Thursday, May 27, 2010

For the love of yoga

I know it's been quite a while since my last post and I'm sorry about that. Sometimes it takes people longer than it should to get their act together. Apparently I am one of those people. This whole two jobs, 50-plus hours a week thing, has taken some getting used to.

In what little down time I've had I've tried to do some reading. Only this has backfired too because I've ended up paying the library late fees. This would average out to about the amount it would actually cost to purchase a book. I'm pretty sure the library police are still coming to arrest me, taking me to library jail, because I've had the book that long. I thought, through my time of transition and exhaustion, I needed a book that would inspire me to be great -- or at least give me some life insights. I decided to check out "Eat, Pray, Love" by Elizabeth Gilbert.

This book was on the New York Times Best Seller List for weeks and weeks, which everyone was raving about almost a year ago. Obviously I jump on the bandwagon a little late, too.

The reader follows Gilbert on a first-person account after a messy divorce and a botched love affair, to three different locations: Italy, India and Indonesia, living abroad in each place for four months. Here she searches out different lessons in her life. She wants to experience pleasure, become closer to God and find balance. In Italy she learns the language of love and finds pleasure through relaxation and eating amazing food. In India she lives at a Buddhist Temple learning the ways of her guru, what it means to find inner peace and how to let go of past guilt. In Bali she finds a new love, new friends and studies with a medicine man.

There's nothing like shoving a lot into one year. I would never do this. Although I have always wanted to go to Italy, I have no desire to live in Bali learning from a medicine man or studying at a temple in India eating a vegetarian diet, meditating and doing yoga -- even though I do love yoga.

If you can call what I do really yoga. I mean we do all the actual yoga moves -- the down dogs, up dogs, cobras, planks, warriors, etc. -- but I'm guessing the level of yoga intensity is probably beginner, if not pre-beginner. It's definitely not yoga on the level of doing it in India with gurus-in-training around helping you find your "spiritual enlightenment." (Even though it is intense enough to kick my butt every week.)

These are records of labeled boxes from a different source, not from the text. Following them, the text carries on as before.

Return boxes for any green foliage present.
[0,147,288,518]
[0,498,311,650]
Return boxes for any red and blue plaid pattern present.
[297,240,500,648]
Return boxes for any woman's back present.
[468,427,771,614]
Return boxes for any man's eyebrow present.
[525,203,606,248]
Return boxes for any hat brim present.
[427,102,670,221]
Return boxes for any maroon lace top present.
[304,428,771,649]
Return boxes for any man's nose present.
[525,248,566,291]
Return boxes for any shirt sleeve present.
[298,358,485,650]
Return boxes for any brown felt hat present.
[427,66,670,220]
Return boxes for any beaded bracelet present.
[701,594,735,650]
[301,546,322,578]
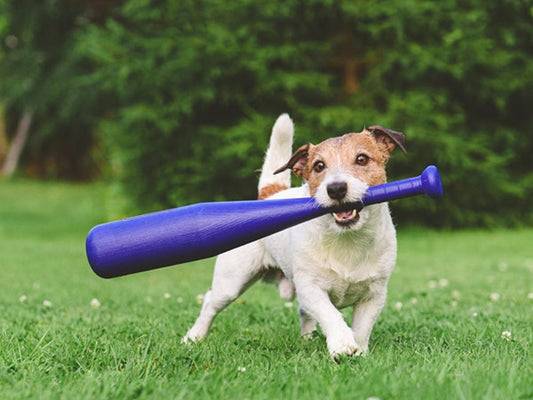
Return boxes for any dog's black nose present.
[327,182,348,200]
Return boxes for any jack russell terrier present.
[182,114,405,359]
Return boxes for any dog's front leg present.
[294,277,360,358]
[352,288,387,354]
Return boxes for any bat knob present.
[420,165,444,198]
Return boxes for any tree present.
[0,0,117,178]
[83,0,533,226]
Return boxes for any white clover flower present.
[502,331,512,341]
[489,292,501,302]
[498,261,509,272]
[196,293,204,304]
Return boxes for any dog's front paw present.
[327,329,362,360]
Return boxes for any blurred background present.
[0,0,533,227]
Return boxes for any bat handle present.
[363,165,444,205]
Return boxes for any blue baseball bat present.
[86,165,443,278]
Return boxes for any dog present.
[182,114,405,359]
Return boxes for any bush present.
[81,0,533,226]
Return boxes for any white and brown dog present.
[183,114,405,358]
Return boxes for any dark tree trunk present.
[2,110,33,177]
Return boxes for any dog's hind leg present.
[300,308,316,339]
[182,242,264,343]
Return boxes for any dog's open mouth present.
[333,210,359,226]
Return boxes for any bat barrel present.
[86,166,443,278]
[86,198,328,278]
[363,165,444,205]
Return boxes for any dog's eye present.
[355,154,370,165]
[313,161,326,173]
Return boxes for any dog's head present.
[275,126,405,233]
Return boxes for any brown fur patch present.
[257,183,287,200]
[303,131,390,195]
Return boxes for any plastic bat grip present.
[363,165,444,205]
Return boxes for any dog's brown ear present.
[366,125,407,154]
[274,143,312,178]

However at my yoga class the other day, my very insightful, organic, earth-mother teacher did have a pearl of wisdom for us, "If you don't take care of yourself, it's impossible to take care of others."

She is so right. If I don't take care of myself by exercising, reading (and finishing) books in a timely manner and writing, then I'm not going to be in any state to take care of others in my life who are very important to me. Hey, it may not be a guru telling me these spiritual insights, but I do have a yoga teacher and what she said did hit home -- and that's something to write about!